Im Altai-Pavillon blieb Li Hung Tschang vor der Edelstein-Vitrine stehen und bewegte die Schnurrbarthaare. Sogleich bat der Dolmetscher, die Vitrine zu öffnen. Als man die schwere Glasscheibe hochgehoben hatte, befreite der alte Chinese, ohne Hast zu verraten, seine Hand aus dem Ärmel, der wie aus eigener Kraft bis zum Ellenbogen hinaufglitt. Die knochigen Finger der greisenhaften, eisernen Hand senkten sich in die Vitrine und griffen von der weißen Marmorplatte einen großen Smaragd – die Zierde des Pavillons. Li Hung Tschang hob den Edelstein an sein linkes Auge, hielt ihn an das rechte, nickte kaum merklich mit dem Kopf und ließ die Hand mit dem Stein in den Ärmel gleiten.
»Er nimmt ihn sich«, erklärte der Dolmetscher liebenswürdig lächelnd die Geste.
General Fabrizius erbleichte und stammelte:
»Aber erlauben Sie! Ich habe doch nicht das Recht, Geschenke zu machen!«
Der berühmte Chinese glitt bereits aus der Tür des Pavillons und wandte sich zum Ausgang der Ausstellung.
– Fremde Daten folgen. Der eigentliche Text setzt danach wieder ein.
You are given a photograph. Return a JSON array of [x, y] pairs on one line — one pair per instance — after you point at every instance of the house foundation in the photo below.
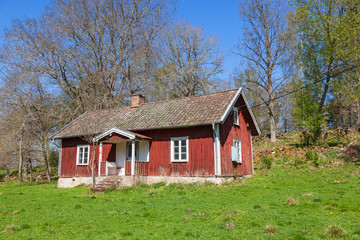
[[124, 181]]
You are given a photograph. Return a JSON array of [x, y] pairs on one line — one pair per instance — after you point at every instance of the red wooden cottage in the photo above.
[[199, 137]]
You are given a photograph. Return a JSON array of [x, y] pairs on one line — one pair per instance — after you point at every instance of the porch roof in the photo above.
[[126, 134]]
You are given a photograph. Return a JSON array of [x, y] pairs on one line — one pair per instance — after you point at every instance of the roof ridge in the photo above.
[[165, 100], [194, 96]]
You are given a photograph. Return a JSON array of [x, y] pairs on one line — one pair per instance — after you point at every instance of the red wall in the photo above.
[[229, 132], [68, 158], [201, 152]]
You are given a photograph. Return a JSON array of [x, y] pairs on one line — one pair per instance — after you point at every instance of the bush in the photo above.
[[53, 158], [313, 156], [266, 162], [298, 162], [270, 230], [158, 185], [335, 231]]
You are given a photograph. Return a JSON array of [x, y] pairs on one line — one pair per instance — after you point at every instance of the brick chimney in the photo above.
[[136, 100]]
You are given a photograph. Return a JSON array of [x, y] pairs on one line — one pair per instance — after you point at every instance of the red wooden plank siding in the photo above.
[[68, 158], [229, 132], [201, 152]]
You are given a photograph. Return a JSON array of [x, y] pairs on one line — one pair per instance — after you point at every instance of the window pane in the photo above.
[[183, 149], [80, 155]]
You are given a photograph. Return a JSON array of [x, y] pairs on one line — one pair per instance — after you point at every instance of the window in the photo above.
[[83, 155], [237, 145], [129, 149], [236, 116], [180, 149]]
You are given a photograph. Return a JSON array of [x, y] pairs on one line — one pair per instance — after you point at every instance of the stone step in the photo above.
[[98, 189]]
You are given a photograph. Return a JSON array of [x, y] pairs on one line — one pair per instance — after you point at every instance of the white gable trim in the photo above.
[[231, 105], [124, 133]]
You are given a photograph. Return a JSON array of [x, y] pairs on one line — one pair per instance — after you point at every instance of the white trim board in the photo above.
[[124, 133], [231, 105]]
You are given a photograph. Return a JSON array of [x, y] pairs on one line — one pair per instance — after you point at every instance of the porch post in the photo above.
[[100, 159], [133, 158]]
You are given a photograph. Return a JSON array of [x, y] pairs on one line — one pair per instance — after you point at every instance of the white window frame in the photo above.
[[77, 155], [237, 144], [137, 150], [236, 115], [173, 151]]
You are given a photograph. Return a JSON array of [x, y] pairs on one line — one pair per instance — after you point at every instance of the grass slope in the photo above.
[[251, 209]]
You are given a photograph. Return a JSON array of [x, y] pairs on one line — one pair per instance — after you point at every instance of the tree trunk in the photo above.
[[26, 167], [20, 160], [30, 167], [272, 121], [44, 152]]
»Li Hung Tschang«, sagten die Leute leise einander und verneigten sich tief vor dem Mann, der einem Magier aus alter Zeit glich. »Li Hung Tschang!«
Der Tag war unfreundlich. Angstvoll jagte der Wind hinter allen Ecken hervor und wirbelte den Sand der Wege in die Luft. Am Himmel drängten sich wimmelnde Wolkenfetzen, auch die Sonne war voller Unrast, als sei sie bemüht, die seltsame Gestalt des Chinesen so hell wie möglich zu beleuchten.